29 Haziran 2011 Çarşamba

Kitapların Öğretemedikleri (İnsan Portreleri)


Sohbet etmeyi seven bir insanım. Otobüste durakta beklerken dahi, tanıdığım insanlar oldu ve ben o insanlardan epeyce şey öğrendim. Bu edindiğim izlenimlerin hiçbirini bana en usta yazar bile veremezdi. Demem o ki, insanı anlamak için romanlar, incelemeler, makaleler yetersiz kalıyor. Kitap okumak bazen o nüansları veremiyor, sığ koylarda yüzdürüyor sizi.

Geçen gün İnönü stadyumunun arkasında otobüs beklerken bir baba ve oğlunun kendi aralarında şakalaşarak konuşmalarını bir süre çaktırmadan kulak misafiri oldum. Neşeleri o yorgun günümü bana tamimiyle unutturdu. Otobüs de geç kalmıştı ve bende bu noktadan girizgâh yaparak sohbeti açtım. Sabah balığa gitmişler, hiçbir şey tutamadan dönmüşler, bu mevsimde balıkta bir azalma olurmuş denizde, şu tünelin yapımında zor mühendislik sorunlarıyla karşılaşılmış, iyi olmuş tünelin yapıldığı, şu otobüs seferlerini artırmak lazımmış, oğlu 2.sınıfa başlayacakmış, önümüzdeki günlerde hava yağışlıymış, bu saatte motorların şu hızı gereksiz ve tehlikeliymiş… Konuştukta konuştuk tam bir saat ve ben hayatımın bir kesitinde görece önemsiz bir günde bir baba ve oğlunun yaşamına kısada olsa müdahil oldum.   En başarılı romanların dahi veremeyeceği gözlemlerde, çıkarımlarda bulundum. İnsan tanıdım. Portreler defterime bir yüzü daha kaydettim böylelikle.

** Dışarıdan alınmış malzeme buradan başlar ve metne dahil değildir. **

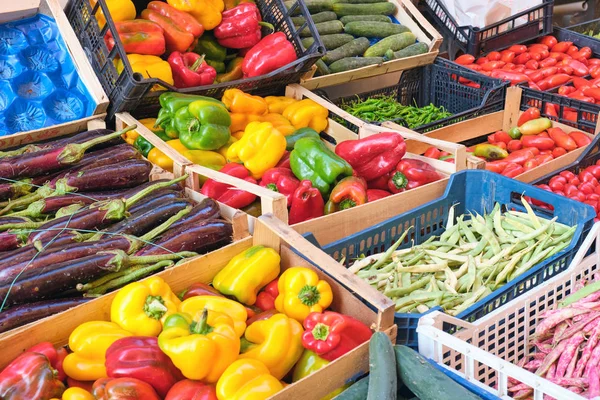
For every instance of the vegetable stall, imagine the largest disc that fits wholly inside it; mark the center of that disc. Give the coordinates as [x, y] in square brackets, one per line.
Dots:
[223, 199]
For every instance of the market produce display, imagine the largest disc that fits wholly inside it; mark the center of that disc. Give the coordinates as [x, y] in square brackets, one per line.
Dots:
[39, 84]
[275, 143]
[259, 326]
[192, 44]
[475, 255]
[357, 34]
[81, 216]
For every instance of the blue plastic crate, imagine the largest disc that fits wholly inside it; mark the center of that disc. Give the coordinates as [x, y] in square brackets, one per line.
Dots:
[474, 191]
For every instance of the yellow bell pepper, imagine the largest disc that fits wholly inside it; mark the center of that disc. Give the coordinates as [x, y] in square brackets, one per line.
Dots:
[302, 292]
[277, 342]
[247, 273]
[237, 101]
[142, 307]
[89, 342]
[279, 122]
[307, 113]
[279, 103]
[239, 121]
[233, 309]
[149, 67]
[120, 10]
[203, 347]
[247, 380]
[261, 148]
[207, 12]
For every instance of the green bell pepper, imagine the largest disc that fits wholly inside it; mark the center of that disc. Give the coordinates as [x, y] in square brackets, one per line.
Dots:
[203, 125]
[170, 103]
[312, 160]
[299, 134]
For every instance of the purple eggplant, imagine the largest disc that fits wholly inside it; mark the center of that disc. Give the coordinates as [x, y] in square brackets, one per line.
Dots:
[21, 315]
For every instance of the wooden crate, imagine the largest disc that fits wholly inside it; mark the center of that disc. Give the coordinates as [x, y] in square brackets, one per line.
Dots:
[11, 10]
[504, 120]
[275, 203]
[407, 14]
[271, 232]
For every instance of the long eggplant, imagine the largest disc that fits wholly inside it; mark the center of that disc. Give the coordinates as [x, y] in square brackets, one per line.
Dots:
[21, 315]
[52, 159]
[199, 237]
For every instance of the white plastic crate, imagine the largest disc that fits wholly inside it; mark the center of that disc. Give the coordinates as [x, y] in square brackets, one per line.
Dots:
[487, 351]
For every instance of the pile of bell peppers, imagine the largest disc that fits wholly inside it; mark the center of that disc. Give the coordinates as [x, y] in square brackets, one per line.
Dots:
[192, 43]
[532, 143]
[256, 329]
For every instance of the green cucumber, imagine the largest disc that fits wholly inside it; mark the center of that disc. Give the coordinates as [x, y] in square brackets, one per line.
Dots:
[330, 42]
[358, 390]
[325, 28]
[319, 17]
[354, 48]
[426, 381]
[394, 42]
[412, 50]
[383, 381]
[349, 63]
[384, 8]
[377, 18]
[372, 29]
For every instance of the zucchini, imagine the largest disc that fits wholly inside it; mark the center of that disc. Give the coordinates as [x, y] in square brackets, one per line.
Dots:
[319, 17]
[412, 50]
[330, 42]
[325, 28]
[394, 43]
[354, 48]
[372, 29]
[384, 8]
[383, 381]
[357, 391]
[377, 18]
[349, 63]
[426, 381]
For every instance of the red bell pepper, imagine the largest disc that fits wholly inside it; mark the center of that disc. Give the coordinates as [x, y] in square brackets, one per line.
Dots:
[30, 376]
[281, 180]
[266, 297]
[138, 37]
[411, 173]
[331, 335]
[188, 389]
[184, 20]
[307, 203]
[140, 357]
[373, 156]
[376, 194]
[123, 389]
[190, 70]
[240, 27]
[225, 193]
[272, 52]
[176, 37]
[349, 192]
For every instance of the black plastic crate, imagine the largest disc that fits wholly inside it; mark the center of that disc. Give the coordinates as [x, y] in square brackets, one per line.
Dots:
[438, 84]
[475, 41]
[128, 91]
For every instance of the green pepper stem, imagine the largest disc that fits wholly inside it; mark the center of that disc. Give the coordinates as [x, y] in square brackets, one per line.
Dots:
[309, 295]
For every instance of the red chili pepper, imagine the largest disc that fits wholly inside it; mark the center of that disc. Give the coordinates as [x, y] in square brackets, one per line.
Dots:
[281, 180]
[465, 59]
[225, 193]
[265, 300]
[581, 139]
[376, 194]
[272, 52]
[307, 203]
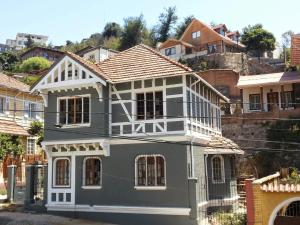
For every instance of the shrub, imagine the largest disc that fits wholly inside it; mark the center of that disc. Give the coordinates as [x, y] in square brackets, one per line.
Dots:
[34, 64]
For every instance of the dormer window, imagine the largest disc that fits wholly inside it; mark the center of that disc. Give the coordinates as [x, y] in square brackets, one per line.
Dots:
[74, 110]
[196, 34]
[170, 51]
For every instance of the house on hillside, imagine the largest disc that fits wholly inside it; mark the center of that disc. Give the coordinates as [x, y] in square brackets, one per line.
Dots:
[136, 140]
[200, 39]
[96, 54]
[47, 53]
[270, 91]
[18, 108]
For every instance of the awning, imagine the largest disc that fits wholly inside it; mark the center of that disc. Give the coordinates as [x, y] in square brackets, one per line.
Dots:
[11, 127]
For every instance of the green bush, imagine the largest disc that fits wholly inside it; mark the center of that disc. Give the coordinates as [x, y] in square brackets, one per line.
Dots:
[34, 64]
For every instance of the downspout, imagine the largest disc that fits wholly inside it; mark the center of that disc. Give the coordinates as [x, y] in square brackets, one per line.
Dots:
[206, 176]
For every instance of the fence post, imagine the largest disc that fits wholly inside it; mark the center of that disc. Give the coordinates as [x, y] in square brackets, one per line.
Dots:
[193, 198]
[11, 182]
[29, 185]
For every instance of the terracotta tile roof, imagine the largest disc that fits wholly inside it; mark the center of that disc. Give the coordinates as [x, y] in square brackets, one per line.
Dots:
[140, 62]
[220, 144]
[173, 42]
[12, 83]
[11, 127]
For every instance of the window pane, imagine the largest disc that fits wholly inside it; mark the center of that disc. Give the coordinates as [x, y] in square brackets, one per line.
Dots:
[78, 108]
[71, 111]
[160, 171]
[150, 171]
[159, 105]
[62, 172]
[140, 106]
[92, 172]
[141, 171]
[86, 110]
[149, 106]
[62, 111]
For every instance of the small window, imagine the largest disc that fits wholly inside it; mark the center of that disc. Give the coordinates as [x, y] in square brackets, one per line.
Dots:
[150, 105]
[217, 164]
[31, 144]
[74, 110]
[92, 172]
[196, 34]
[61, 172]
[286, 99]
[254, 100]
[170, 51]
[150, 171]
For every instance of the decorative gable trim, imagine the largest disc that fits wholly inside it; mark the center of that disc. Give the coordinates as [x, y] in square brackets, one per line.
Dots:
[68, 74]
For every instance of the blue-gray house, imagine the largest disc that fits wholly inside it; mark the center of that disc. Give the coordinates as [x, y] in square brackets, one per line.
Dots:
[135, 139]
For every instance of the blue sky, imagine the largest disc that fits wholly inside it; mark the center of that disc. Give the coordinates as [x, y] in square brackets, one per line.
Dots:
[73, 20]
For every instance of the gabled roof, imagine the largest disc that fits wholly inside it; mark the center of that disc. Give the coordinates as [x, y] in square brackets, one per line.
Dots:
[41, 48]
[225, 39]
[172, 42]
[12, 83]
[140, 62]
[269, 79]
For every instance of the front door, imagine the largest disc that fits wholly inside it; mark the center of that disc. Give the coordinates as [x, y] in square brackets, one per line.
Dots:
[272, 99]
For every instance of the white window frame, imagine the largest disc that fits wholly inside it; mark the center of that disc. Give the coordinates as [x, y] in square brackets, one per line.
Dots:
[84, 186]
[78, 124]
[34, 150]
[146, 187]
[222, 181]
[171, 52]
[196, 34]
[54, 172]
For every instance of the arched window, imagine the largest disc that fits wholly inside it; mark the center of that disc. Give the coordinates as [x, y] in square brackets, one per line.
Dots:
[61, 172]
[92, 172]
[150, 171]
[217, 164]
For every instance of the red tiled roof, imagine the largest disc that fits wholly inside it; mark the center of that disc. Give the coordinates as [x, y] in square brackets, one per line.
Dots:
[11, 127]
[140, 62]
[12, 83]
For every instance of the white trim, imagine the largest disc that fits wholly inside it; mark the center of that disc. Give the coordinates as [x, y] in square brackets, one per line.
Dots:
[121, 209]
[222, 170]
[66, 125]
[54, 173]
[279, 206]
[84, 186]
[146, 187]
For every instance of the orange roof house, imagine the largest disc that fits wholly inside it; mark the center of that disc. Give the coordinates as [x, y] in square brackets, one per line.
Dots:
[295, 50]
[201, 39]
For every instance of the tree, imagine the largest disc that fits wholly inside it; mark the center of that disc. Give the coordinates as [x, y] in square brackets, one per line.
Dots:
[34, 64]
[29, 43]
[10, 144]
[112, 29]
[182, 27]
[257, 39]
[134, 30]
[167, 20]
[8, 60]
[286, 44]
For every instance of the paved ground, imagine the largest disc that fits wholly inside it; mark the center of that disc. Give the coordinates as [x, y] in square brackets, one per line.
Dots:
[18, 218]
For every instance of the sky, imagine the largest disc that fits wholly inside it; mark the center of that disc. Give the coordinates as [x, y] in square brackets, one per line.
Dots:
[74, 20]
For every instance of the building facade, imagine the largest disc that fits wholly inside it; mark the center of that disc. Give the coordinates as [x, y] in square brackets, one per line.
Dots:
[136, 140]
[200, 39]
[266, 91]
[18, 108]
[21, 39]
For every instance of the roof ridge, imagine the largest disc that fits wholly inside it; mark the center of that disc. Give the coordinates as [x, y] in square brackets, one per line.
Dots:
[166, 58]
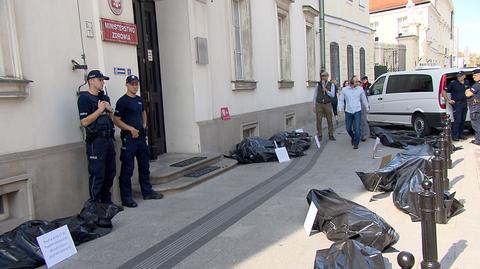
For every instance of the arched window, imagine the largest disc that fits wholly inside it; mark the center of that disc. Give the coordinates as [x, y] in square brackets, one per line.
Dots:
[335, 61]
[350, 61]
[362, 62]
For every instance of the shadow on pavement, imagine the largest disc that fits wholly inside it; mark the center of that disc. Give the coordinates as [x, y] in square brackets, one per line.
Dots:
[455, 163]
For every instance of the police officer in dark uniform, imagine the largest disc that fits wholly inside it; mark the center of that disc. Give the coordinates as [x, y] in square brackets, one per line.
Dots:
[458, 101]
[130, 116]
[95, 115]
[473, 95]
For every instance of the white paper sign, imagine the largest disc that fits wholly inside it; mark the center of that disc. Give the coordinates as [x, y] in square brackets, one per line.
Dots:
[282, 155]
[317, 141]
[310, 218]
[375, 147]
[56, 245]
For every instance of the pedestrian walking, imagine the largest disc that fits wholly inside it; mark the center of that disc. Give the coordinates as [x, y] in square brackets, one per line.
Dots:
[353, 98]
[473, 95]
[365, 127]
[131, 118]
[322, 100]
[365, 84]
[335, 100]
[96, 116]
[458, 101]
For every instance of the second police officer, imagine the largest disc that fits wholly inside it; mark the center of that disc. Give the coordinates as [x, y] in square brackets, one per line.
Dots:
[130, 116]
[473, 95]
[458, 101]
[95, 115]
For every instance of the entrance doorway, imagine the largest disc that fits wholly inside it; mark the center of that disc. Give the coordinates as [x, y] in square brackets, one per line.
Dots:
[149, 72]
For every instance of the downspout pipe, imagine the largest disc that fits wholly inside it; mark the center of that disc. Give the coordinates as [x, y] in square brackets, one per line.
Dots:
[321, 8]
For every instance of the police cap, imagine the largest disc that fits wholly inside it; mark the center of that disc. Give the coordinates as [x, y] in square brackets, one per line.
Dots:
[132, 78]
[96, 74]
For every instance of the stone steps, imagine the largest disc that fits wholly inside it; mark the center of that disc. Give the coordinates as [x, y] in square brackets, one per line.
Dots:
[166, 178]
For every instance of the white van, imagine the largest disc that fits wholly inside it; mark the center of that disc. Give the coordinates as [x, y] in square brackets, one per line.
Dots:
[413, 98]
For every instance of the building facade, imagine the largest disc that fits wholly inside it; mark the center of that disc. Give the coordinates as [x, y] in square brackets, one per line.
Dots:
[348, 39]
[196, 59]
[424, 28]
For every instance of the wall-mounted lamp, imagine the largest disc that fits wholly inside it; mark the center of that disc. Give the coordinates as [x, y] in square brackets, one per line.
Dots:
[76, 66]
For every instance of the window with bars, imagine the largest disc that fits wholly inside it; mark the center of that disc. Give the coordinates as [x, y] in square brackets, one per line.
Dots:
[335, 61]
[350, 68]
[362, 62]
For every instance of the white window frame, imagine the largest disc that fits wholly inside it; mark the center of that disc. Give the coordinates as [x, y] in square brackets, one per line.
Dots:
[284, 43]
[12, 82]
[402, 25]
[9, 54]
[310, 13]
[241, 42]
[310, 45]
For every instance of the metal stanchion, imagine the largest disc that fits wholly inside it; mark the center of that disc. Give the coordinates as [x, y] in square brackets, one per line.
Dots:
[405, 260]
[443, 155]
[440, 209]
[429, 228]
[447, 130]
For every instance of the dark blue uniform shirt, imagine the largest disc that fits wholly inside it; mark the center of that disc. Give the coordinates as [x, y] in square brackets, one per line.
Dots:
[130, 110]
[457, 90]
[87, 104]
[475, 107]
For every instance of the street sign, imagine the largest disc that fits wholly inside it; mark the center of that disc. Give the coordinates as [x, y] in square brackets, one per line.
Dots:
[119, 32]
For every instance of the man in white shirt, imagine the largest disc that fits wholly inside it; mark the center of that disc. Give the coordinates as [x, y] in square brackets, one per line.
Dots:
[353, 98]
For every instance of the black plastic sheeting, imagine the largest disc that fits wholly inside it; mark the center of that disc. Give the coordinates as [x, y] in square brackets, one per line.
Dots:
[342, 219]
[296, 143]
[399, 139]
[349, 254]
[404, 138]
[403, 176]
[19, 247]
[256, 149]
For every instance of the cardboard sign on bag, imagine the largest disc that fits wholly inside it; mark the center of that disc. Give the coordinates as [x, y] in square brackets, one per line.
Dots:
[56, 245]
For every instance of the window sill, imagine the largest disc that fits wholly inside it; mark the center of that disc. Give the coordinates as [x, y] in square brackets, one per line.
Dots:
[13, 87]
[240, 85]
[311, 83]
[286, 84]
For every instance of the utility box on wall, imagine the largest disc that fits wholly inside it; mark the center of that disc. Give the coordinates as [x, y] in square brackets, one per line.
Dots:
[202, 50]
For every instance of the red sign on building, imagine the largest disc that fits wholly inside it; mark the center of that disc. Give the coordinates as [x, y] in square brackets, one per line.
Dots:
[119, 32]
[225, 114]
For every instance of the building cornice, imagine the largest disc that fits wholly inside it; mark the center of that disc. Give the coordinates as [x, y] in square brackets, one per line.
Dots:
[397, 7]
[284, 4]
[310, 11]
[347, 23]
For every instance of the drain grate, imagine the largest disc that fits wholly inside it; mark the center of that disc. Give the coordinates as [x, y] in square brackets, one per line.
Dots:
[188, 161]
[202, 171]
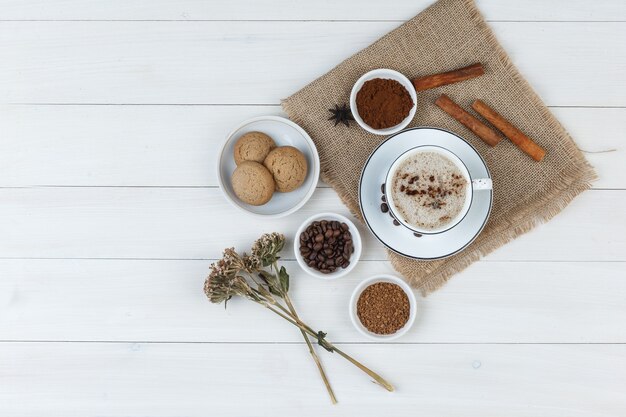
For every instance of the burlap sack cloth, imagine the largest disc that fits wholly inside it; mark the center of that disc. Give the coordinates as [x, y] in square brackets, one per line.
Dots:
[448, 35]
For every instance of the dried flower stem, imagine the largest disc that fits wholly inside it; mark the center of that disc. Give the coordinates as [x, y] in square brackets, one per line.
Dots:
[333, 399]
[330, 347]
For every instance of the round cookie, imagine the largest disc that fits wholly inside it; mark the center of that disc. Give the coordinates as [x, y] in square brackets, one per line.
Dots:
[253, 183]
[253, 146]
[288, 166]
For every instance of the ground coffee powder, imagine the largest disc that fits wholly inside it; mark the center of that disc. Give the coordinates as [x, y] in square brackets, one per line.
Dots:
[383, 103]
[383, 308]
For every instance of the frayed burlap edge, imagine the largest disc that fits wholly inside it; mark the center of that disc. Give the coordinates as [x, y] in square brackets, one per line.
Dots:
[575, 179]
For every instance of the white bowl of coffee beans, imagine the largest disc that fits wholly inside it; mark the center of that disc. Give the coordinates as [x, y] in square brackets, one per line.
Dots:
[327, 246]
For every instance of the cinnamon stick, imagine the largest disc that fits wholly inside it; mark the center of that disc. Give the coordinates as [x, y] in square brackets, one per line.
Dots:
[515, 135]
[488, 135]
[450, 77]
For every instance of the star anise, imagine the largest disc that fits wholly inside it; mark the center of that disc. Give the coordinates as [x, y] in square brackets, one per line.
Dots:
[341, 115]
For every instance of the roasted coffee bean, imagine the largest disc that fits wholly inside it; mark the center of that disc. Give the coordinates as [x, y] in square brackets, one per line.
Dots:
[326, 245]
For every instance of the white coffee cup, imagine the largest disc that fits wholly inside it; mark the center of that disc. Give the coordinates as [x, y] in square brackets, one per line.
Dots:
[473, 185]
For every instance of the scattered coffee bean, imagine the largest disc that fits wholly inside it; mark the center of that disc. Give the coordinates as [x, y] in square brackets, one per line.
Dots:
[326, 245]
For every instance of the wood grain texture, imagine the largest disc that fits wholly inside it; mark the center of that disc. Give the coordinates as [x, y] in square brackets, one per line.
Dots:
[199, 223]
[534, 329]
[177, 145]
[212, 62]
[539, 10]
[163, 380]
[162, 301]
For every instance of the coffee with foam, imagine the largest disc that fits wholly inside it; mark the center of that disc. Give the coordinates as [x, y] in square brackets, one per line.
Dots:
[428, 190]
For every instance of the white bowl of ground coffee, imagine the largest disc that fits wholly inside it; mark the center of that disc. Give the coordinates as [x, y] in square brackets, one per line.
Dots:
[383, 101]
[383, 307]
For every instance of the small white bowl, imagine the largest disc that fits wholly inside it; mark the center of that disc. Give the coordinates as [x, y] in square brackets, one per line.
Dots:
[373, 280]
[389, 75]
[284, 132]
[356, 241]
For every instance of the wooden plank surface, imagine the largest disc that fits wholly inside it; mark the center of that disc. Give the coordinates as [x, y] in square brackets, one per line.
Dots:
[196, 223]
[110, 117]
[261, 62]
[163, 380]
[177, 145]
[528, 10]
[162, 301]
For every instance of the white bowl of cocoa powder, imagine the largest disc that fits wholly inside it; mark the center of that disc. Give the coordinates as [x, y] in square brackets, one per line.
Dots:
[383, 307]
[383, 101]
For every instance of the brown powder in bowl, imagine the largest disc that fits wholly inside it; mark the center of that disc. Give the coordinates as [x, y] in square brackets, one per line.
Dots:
[383, 103]
[383, 308]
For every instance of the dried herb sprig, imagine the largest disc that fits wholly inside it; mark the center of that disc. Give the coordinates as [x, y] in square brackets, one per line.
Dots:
[257, 277]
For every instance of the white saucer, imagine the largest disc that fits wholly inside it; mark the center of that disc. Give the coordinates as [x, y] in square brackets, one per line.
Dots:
[399, 238]
[284, 132]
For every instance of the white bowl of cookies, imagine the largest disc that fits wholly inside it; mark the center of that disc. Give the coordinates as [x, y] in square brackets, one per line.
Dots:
[268, 167]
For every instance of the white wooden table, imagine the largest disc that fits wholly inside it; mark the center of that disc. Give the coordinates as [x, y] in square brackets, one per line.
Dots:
[110, 217]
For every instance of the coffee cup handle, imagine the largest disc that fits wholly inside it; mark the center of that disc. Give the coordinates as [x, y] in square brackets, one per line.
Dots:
[482, 184]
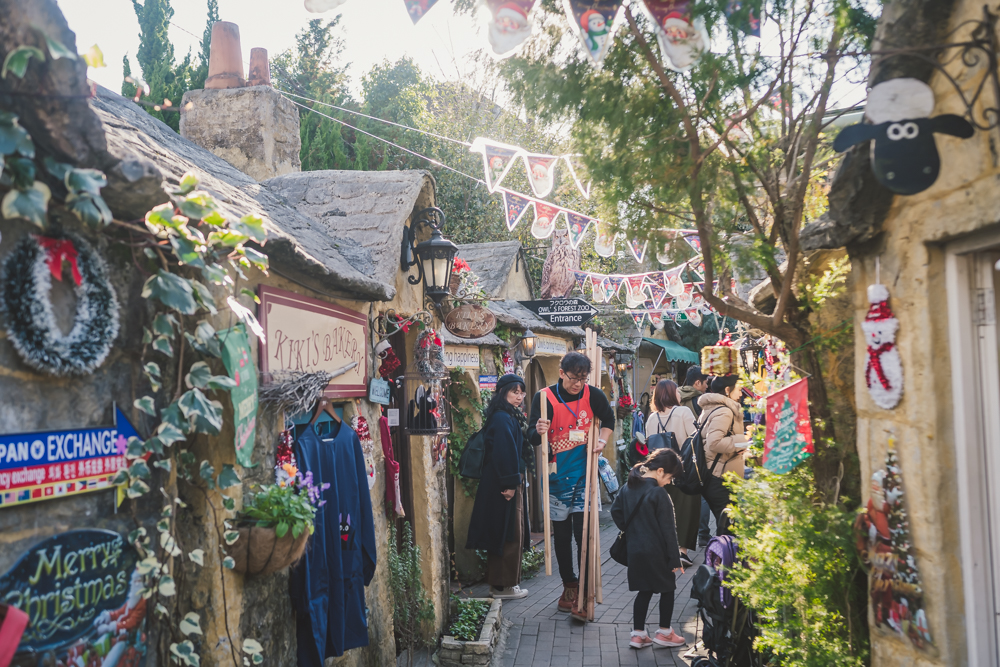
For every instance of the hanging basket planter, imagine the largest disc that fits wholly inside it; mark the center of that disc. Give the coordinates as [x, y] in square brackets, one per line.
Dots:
[259, 551]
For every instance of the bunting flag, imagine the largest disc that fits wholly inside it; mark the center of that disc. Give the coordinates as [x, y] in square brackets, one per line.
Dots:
[541, 171]
[578, 225]
[545, 220]
[744, 17]
[509, 25]
[682, 40]
[595, 22]
[604, 242]
[638, 251]
[516, 206]
[417, 8]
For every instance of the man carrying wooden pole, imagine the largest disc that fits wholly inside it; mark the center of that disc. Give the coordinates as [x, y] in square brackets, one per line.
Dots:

Demem o ki, bazen kafamızı çıkartıp dışarı bakmalıyız. Bizden başka insanların çizdiği insan portrelerinin yanı sıra bizde kendi portrelerimizi çizmenin peşine düşmeliyiz. Anlatılanlardan öteye ufakta olsa bir anahtar edinmeliyiz. Sonuçta her şey yaşamda gizli ve sadece birilerinin bizim için çıkarmasını beklememeliyiz.